狼系王子とナイショの社内恋愛
「自分がいい加減だったから、相手もそういうヤツを選んで、そうすればお互い様な気持ちでいたんです。
向こうが見た目だとかそういう上辺の俺しか求めてないのも分かってたし。
だからって傷つけていい言い訳にはなりませんけど、それで相殺した気分でいました」
こんな風に結城さんが自分の事を話してくれるのは、初めてな気がした。
以前、大学の頃の話を聞いた時は私から聞き出したようなものだったから、自分からっていうのは初めてだ。

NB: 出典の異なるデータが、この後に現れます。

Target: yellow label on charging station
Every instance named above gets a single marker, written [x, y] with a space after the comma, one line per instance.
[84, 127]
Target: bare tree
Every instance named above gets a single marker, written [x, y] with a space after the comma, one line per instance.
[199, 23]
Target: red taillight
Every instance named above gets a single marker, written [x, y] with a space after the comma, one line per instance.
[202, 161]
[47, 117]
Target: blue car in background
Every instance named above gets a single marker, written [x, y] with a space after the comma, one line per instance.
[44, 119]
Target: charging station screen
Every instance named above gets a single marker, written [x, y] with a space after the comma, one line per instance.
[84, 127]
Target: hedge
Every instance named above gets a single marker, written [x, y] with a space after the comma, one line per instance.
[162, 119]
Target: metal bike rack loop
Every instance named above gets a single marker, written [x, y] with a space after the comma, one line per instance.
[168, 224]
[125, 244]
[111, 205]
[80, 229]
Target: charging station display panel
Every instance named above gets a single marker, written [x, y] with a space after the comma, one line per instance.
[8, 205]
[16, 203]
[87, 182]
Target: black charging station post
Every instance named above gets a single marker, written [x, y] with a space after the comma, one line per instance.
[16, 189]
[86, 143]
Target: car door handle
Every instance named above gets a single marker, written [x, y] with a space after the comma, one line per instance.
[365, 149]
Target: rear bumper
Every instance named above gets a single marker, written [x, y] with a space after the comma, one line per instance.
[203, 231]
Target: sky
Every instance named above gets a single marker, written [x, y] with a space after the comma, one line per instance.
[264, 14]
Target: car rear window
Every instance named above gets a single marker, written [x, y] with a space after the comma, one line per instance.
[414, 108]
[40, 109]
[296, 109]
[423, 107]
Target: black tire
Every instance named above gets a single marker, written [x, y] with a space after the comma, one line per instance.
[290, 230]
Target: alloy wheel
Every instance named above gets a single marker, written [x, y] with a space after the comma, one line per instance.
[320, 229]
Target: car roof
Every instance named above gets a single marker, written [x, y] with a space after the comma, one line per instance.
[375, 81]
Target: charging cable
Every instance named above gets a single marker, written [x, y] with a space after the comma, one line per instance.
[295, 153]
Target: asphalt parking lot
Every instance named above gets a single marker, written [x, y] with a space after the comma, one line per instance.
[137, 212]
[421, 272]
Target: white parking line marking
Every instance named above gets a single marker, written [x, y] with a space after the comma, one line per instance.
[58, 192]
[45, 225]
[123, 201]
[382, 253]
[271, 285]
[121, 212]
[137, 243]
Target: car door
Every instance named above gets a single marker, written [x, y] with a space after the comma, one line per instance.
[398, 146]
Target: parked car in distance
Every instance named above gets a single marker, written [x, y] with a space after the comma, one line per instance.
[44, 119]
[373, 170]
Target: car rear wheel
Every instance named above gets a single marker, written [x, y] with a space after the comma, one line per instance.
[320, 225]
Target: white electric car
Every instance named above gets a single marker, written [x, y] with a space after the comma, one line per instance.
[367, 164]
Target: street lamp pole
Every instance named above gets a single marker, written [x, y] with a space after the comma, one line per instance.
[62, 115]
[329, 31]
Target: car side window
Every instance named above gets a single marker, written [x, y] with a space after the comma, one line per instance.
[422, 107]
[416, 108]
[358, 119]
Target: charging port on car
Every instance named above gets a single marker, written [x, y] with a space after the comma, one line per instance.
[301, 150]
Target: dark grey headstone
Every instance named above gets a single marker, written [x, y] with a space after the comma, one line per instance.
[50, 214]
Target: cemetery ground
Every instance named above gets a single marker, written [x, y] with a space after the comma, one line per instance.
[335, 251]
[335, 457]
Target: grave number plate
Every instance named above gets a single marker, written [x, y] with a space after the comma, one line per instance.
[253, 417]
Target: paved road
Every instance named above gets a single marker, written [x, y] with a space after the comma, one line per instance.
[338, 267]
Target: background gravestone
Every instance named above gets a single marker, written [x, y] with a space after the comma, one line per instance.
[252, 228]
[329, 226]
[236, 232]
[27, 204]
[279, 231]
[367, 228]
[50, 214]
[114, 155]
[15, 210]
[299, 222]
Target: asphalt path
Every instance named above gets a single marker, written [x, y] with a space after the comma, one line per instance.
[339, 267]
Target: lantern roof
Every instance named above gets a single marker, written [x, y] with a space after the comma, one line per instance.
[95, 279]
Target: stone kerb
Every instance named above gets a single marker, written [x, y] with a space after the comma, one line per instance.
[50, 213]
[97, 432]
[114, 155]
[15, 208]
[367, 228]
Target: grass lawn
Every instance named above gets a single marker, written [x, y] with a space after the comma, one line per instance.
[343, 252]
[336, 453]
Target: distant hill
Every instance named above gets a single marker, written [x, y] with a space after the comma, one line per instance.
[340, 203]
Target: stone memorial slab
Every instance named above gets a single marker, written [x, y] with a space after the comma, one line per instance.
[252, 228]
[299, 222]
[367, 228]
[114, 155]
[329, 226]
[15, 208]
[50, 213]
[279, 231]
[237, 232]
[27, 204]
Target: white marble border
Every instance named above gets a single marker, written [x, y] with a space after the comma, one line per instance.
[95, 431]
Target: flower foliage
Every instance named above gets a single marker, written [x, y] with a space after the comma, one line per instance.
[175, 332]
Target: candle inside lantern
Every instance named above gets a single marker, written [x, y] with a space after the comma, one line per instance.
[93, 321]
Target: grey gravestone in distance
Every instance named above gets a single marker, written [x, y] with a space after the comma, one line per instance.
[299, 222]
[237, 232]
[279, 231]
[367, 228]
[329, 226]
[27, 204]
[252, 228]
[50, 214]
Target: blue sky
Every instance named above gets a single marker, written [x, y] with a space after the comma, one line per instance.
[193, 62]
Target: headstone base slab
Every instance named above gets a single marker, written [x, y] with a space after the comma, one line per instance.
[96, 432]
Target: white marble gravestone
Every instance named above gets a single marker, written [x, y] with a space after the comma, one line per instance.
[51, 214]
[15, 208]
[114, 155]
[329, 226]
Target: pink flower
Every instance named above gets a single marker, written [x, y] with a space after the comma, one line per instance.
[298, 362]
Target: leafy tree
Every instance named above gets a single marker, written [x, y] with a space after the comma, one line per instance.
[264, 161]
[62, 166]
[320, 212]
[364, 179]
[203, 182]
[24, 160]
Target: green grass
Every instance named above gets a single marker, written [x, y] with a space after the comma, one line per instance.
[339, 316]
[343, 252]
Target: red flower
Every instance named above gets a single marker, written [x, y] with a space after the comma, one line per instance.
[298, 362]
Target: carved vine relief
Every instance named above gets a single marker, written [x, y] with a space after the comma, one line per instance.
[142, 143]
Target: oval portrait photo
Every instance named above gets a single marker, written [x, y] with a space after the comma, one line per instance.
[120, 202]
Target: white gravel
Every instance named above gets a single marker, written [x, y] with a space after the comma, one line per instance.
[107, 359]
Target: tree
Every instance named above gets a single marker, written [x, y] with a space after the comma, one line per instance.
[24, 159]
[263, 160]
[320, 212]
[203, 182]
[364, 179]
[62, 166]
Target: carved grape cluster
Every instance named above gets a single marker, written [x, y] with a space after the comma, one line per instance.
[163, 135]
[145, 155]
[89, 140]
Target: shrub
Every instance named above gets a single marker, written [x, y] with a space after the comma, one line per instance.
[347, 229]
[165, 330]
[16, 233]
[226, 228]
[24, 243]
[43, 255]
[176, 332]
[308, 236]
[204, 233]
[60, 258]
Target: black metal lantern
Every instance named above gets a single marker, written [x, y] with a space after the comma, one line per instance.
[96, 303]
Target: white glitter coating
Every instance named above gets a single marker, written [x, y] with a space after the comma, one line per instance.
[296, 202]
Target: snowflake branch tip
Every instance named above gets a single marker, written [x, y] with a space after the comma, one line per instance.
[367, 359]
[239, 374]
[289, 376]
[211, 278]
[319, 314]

なんで結城さんが急にこんな話をし出したのかは分からなかったけれど、静かに話す結城さんをじっと見つめる。
「だから、泣いてすがられても可哀想だとも思いませんでした。
なのに、佐々山課長との事で傷ついている高橋さんを見て、なぜか俺も苦しくなって。
自分で驚きました」
頭に浮かぶのは、結城さんの前で泣き出してしまった時の事だった。
確か会社帰り。
路上で泣き出した私を、結城さんは何も言わずに見ていたけれど、結城さんはあの時そんな事を思っていたんだ……。
てっきり、周りの目があるのに我慢できずに泣き出した私に引いているのかと思ってた。
いい大人が何泣き出してるんだって。